The New Zealand British Parliamentary Debating Championships hosted by Victoria University last weekend debated that "This House, as a parent, would tell their daughter to drink responsibly to avoid sexual assault".
The topic left female debaters "forced to defend their own rights to consume alcohol and have consensual sex", a spectator, who wished to remain anonymous, said.
The tournament was held on behalf of the New Zealand Universities Debating Council, and included teams from around the country, and some from Australia.
The spectator said many of the female participants in the tournament were adamant they did not wish to engage in the debate, but were pressured into "hardening up" and arguing the motion.
"What resulted were many of the male debaters literally laughing at their female peers as they tried to defend their own rights to consume alcohol and have consensual sex, and there was also much joking about the circumstances in which sexual assault occurs," she said.
Participants were reduced to tears both during and after the debate, she said.
"One woman began crying during the debate which she participated in, and others were crying after the debate, for reasons ranging from personal experiences with rape, to the sheer shock of feeling they had to defend those rapists."
Debate topics across the weekend were set by chief adjudicator Stephen Whittington, a former member of the Victoria University Debating Society.
Considering the sensitivity of the topic, he discussed the motion with five other adjudicators before setting it, he said.
Each of them agreed it was acceptable for the purposes of a debating tournament, Whittington said.
"As part of that discussion we discussed what the purpose of debating was, and as part of that discussion we talked about the fact that debating often requires people to defend ideas or arguments that they don't personally agree with, even in circumstances where people do in fact have very strong views about those issues."
Debating the morality of abortion, or whether Israel had a right to exist as a country, were instances in which people could have strong views on a topic and be forced to take the other side of the argument, he said.

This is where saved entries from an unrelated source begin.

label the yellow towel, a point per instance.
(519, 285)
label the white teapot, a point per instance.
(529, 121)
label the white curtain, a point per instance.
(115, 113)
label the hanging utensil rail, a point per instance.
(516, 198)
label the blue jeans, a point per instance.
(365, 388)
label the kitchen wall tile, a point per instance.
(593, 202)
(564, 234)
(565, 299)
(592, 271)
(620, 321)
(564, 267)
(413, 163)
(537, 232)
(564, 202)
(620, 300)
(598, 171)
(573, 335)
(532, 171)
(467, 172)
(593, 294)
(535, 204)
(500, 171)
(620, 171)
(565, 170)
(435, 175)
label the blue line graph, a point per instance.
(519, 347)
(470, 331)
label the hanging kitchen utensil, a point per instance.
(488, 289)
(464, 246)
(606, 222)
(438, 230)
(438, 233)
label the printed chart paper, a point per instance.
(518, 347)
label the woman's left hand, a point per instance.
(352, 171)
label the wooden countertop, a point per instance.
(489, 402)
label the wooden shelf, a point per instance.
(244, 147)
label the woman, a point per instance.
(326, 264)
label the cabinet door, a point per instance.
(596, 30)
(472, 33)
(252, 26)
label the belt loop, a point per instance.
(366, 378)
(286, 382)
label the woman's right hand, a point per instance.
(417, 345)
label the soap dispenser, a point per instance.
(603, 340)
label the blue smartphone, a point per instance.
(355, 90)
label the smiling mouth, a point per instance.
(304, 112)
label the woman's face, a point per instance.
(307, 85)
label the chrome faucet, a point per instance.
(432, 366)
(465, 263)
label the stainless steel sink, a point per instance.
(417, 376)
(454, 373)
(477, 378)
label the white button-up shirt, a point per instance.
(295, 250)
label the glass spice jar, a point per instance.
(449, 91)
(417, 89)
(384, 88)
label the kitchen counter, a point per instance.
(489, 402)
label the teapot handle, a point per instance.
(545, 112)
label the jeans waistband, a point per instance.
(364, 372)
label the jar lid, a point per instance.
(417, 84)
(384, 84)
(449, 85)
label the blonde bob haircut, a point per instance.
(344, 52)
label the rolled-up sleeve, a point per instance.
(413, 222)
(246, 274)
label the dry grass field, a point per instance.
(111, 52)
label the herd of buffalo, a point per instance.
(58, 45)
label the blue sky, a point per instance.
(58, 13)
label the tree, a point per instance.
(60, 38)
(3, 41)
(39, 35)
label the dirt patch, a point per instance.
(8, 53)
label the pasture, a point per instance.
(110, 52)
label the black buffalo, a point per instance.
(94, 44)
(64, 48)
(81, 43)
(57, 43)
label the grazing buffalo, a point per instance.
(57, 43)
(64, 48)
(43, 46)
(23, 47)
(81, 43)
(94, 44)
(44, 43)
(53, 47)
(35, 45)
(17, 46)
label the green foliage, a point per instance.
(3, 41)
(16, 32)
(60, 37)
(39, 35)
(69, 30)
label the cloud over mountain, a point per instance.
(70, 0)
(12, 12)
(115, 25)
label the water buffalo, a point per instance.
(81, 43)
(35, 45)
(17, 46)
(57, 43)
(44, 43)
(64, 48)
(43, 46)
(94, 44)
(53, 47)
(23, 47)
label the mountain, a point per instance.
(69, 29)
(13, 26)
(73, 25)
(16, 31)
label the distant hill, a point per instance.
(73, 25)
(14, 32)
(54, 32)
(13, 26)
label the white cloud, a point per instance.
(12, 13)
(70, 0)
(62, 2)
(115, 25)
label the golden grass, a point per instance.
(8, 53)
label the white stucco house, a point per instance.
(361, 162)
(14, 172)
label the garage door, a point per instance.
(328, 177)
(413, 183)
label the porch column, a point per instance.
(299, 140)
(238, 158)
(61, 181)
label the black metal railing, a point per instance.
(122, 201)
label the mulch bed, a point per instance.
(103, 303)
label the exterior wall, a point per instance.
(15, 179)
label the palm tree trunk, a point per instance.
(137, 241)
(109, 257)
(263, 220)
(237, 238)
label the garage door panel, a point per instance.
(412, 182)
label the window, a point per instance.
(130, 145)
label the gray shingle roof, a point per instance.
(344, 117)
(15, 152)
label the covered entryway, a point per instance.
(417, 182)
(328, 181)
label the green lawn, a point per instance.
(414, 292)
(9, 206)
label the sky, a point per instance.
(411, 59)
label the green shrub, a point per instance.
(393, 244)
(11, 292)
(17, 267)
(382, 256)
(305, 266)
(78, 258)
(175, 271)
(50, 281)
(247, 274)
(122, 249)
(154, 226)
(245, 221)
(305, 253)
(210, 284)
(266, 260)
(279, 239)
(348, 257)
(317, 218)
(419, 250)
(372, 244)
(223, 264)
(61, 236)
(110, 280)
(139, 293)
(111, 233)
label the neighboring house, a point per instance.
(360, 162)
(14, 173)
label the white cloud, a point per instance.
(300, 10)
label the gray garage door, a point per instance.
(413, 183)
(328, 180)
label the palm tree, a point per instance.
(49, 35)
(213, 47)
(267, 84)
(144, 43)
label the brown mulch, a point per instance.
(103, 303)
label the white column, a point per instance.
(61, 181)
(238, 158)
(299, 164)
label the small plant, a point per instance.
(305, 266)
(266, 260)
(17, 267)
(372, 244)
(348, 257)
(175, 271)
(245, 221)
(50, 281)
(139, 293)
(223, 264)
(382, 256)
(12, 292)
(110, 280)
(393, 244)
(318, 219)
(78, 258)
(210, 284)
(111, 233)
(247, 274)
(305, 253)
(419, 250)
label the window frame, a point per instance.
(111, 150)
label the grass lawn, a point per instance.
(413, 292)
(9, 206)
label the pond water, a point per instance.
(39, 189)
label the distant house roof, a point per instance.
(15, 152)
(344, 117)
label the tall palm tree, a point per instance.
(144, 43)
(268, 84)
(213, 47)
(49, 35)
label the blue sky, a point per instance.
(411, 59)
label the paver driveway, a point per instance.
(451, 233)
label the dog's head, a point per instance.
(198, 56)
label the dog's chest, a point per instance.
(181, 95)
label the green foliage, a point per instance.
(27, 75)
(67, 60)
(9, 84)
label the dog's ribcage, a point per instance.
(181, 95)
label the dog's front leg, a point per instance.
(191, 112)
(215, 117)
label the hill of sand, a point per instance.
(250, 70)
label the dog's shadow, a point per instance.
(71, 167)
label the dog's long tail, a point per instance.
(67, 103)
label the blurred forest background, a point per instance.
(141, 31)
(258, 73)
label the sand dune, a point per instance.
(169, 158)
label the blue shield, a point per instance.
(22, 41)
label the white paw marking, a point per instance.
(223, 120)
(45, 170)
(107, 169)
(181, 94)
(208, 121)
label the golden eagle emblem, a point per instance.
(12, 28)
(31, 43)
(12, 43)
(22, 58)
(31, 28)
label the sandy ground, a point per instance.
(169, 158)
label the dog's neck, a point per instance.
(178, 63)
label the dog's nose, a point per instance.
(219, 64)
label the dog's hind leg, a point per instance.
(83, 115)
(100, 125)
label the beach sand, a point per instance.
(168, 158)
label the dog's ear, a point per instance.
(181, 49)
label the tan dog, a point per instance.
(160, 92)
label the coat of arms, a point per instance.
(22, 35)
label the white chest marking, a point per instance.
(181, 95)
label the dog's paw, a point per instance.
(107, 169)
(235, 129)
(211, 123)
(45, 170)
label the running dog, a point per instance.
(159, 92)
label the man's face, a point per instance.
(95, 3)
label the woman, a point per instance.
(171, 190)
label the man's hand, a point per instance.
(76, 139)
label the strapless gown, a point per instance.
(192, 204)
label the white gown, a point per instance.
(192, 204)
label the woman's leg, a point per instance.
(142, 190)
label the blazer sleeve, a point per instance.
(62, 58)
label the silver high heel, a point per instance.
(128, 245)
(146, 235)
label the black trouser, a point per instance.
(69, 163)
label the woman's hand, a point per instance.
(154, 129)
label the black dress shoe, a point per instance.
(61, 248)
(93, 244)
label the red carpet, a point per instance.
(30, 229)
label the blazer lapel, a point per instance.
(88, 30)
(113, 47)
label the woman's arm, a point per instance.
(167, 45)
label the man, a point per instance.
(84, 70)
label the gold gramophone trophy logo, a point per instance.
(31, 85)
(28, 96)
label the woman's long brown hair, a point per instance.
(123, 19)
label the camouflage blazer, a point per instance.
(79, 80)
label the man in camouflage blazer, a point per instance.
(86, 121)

Whittington said the idea for the premise of the debate was based on an article in Slate magazine, written by Emily Yoffe.
After the debate, Whittington was approached by a group of four people concerned the motion could be difficult to emotionally disengage from, and that it could be triggering to some people.

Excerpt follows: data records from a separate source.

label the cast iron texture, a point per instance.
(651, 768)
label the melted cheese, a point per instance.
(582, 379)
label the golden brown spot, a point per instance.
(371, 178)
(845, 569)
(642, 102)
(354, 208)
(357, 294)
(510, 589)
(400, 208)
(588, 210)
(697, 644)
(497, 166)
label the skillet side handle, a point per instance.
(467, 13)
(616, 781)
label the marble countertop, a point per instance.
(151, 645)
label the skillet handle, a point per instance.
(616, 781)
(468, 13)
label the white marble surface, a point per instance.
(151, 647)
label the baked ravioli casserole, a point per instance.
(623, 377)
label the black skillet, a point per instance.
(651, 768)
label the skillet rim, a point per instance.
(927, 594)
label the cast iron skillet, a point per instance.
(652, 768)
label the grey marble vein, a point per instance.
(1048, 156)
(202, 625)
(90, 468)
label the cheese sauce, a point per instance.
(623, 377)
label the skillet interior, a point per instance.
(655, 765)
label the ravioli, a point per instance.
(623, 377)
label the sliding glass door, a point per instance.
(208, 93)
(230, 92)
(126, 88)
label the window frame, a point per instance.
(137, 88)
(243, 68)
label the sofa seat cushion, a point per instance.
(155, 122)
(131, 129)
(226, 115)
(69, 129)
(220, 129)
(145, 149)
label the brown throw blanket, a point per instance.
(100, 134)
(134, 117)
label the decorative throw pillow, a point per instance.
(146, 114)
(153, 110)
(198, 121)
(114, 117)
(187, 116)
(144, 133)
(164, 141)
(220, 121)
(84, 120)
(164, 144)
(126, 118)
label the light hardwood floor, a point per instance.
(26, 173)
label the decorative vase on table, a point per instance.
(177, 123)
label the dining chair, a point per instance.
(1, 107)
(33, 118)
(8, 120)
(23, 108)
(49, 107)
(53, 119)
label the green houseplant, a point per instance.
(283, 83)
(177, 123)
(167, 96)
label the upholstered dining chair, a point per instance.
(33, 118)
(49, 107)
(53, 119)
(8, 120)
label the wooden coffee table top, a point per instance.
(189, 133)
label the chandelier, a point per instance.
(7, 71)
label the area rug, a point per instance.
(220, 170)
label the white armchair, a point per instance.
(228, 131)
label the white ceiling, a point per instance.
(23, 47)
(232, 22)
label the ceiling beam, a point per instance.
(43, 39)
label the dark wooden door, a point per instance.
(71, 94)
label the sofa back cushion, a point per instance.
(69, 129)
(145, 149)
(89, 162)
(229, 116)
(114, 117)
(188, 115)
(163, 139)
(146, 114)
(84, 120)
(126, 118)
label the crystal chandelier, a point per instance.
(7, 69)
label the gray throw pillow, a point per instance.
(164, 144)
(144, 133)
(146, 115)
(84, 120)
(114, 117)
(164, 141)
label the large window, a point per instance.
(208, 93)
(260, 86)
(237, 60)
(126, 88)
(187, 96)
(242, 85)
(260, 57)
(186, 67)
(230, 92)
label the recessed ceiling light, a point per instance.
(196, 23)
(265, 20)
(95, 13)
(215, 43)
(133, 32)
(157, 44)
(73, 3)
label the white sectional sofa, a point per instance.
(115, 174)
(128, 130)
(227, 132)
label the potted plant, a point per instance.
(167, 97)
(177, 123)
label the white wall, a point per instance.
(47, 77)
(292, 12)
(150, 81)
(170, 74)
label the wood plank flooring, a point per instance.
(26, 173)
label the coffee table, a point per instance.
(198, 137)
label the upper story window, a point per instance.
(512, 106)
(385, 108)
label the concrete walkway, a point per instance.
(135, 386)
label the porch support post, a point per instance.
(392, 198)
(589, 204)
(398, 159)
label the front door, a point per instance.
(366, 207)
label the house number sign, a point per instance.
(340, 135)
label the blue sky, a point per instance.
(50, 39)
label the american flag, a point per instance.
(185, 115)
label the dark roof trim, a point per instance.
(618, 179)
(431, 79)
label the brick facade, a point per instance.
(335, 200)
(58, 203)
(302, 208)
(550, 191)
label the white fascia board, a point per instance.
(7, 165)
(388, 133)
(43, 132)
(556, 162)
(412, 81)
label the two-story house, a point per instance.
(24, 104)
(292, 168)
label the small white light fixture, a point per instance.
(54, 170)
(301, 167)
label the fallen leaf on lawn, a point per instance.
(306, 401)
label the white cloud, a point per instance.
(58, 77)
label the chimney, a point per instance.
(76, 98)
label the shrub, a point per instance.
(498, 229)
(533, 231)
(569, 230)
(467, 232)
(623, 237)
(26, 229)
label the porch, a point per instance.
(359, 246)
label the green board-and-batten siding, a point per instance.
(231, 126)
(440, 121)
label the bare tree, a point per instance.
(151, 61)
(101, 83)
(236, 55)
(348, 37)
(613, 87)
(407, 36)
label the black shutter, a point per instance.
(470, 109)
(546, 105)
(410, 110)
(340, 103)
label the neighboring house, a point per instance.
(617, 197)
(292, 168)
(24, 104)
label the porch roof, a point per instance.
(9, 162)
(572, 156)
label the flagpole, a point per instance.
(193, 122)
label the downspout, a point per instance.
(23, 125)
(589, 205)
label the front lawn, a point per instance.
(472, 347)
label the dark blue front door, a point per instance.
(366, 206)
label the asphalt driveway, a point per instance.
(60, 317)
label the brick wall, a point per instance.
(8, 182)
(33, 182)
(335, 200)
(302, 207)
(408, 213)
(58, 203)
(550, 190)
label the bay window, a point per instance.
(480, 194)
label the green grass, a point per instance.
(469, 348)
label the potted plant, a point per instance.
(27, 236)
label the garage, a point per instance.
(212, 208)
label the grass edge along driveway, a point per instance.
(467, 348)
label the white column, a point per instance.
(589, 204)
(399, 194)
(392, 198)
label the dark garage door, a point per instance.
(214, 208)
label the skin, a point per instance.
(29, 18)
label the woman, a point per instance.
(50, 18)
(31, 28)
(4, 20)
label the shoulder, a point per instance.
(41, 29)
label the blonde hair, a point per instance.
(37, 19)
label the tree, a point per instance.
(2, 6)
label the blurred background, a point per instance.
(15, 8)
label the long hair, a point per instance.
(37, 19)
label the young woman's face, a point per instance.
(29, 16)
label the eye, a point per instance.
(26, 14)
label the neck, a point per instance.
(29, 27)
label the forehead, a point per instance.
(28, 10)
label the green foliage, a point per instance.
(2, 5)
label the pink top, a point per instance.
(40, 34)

"I was glad that they felt comfortable approaching me to discuss the issue, and I explained the process I had gone through in appointing the motion, as I was aware of the sensitivities and importance of the issue and explained it was on the basis of that broader discussion that I was willing to set the motion."
Debates took place in seven rooms simultaneously over the weekend, and no one in the room Whittington adjudicated had cried during the debate, he said.
Adjudicators from other rooms reported back to Whittington after the debate, and he received no indication anyone's debating performance had been affected by the motion, he said.
"I would be very surprised if someone did cry during a debate and it didn't come back to me, but it is obviously possible and I'm not accusing someone who said they did cry during the debate of lying, but I was certainly unaware of it."
The role of an adjudicator was to be objective, and not let their personal views interfere in a debate, Whittington said.
"But in terms of my personal view, I disagree quite strongly with [the topic]."
Victoria University of Wellington Debating Society President Jodie O'Neill said she had not received any complaints since the weekend.
"I didn't see anyone crying, but obviously I can only speak to my own experience"
"The topics are set by the chief adjudicator. My own personal feelings about the topic are irrelevant."
Whittington's appointment as chief adjudicator of the tournament was based on his past experience with judging, and his upcoming role in the World Debating Championships this year, O'Neill said.
* This article has been corrected to reflect that the debates were premised on an article for Slate magazine.